Photo: Sylvain Mayer

Sylvain Montreuil reste sur ses positions

Le chef pompier de Saint-Maurice persiste et signe et continue de prétendre que le service incendie de cette localité serait meilleur avec son propre camion-citerne, au lieu de compter sur celui basé dans le secteur Saint-Louis-de-France, à Trois-Rivières.

Nullement troublé par les propos du maire Gérard Bruneau à l'effet qu'il a été rappelé à l'ordre une dizaine de fois avant sa suspension de 3 mois, sans solde, M. Sylvain Montreuil les a même tournés un peu en dérision. «Parce que je n'ai pas voulu serrer la main à un conseiller dans un salon funéraire, il m'a rappelé à l'ordre. Il me rappelle à l'ordre pour des niaiseries de même», a-t-il concédé.

«C'est sûr que je maintiens ma version, a-t-il déclaré sans hésitation.

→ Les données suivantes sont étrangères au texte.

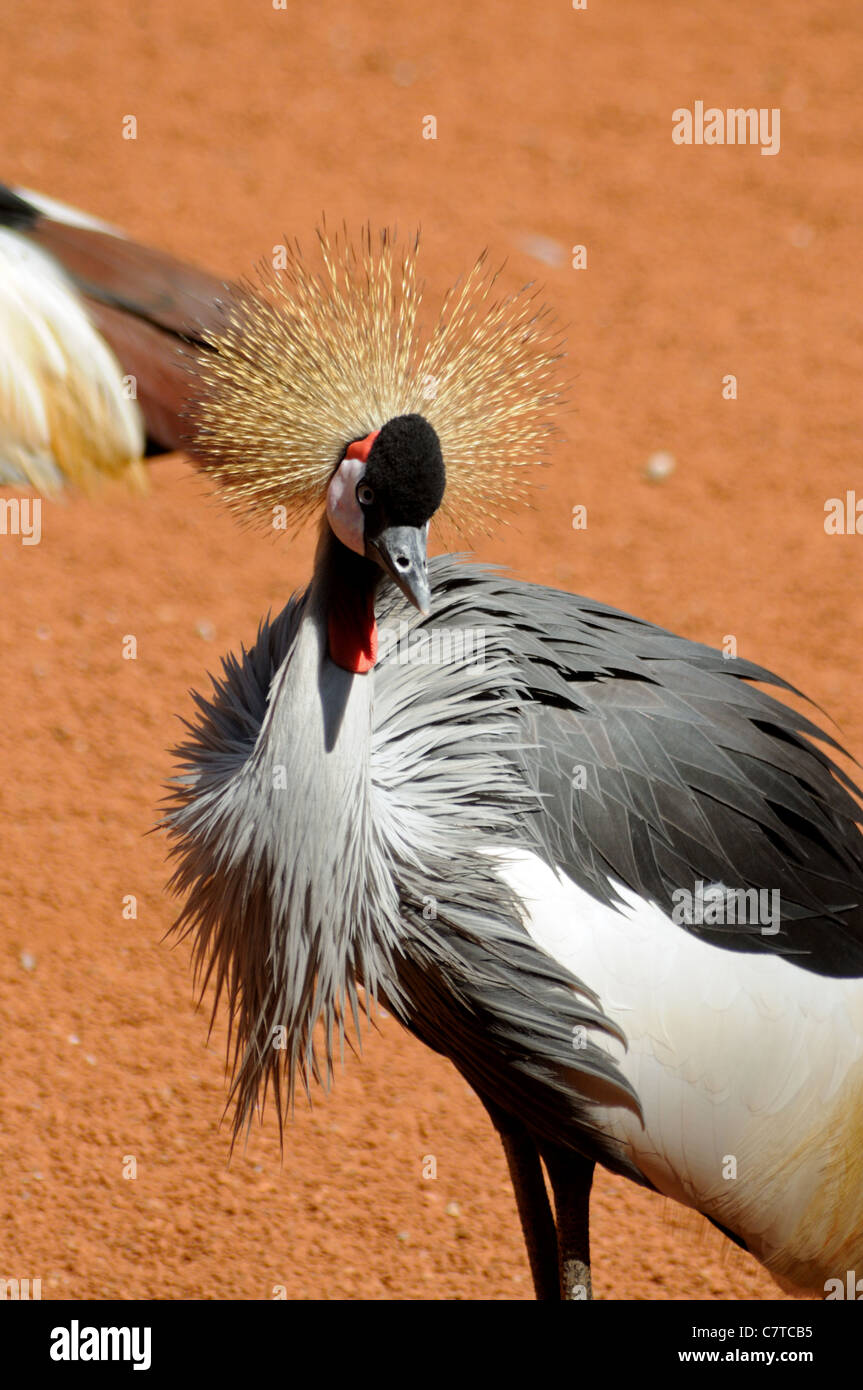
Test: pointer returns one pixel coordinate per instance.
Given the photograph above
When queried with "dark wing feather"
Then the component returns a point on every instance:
(691, 772)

Lui, en parlant du back up, il dit que les gens (les pompiers de Trois-Rivières) sont là en même temps que nous autres. Moi, je dis qu'on doit vérifier si c'est sûr et certain qu'ils sont là», s'est borné à répliquer M. Montreuil qui, manifestement (et sans jeu de mots), ne veut pas ajouter de l'huile sur le feu.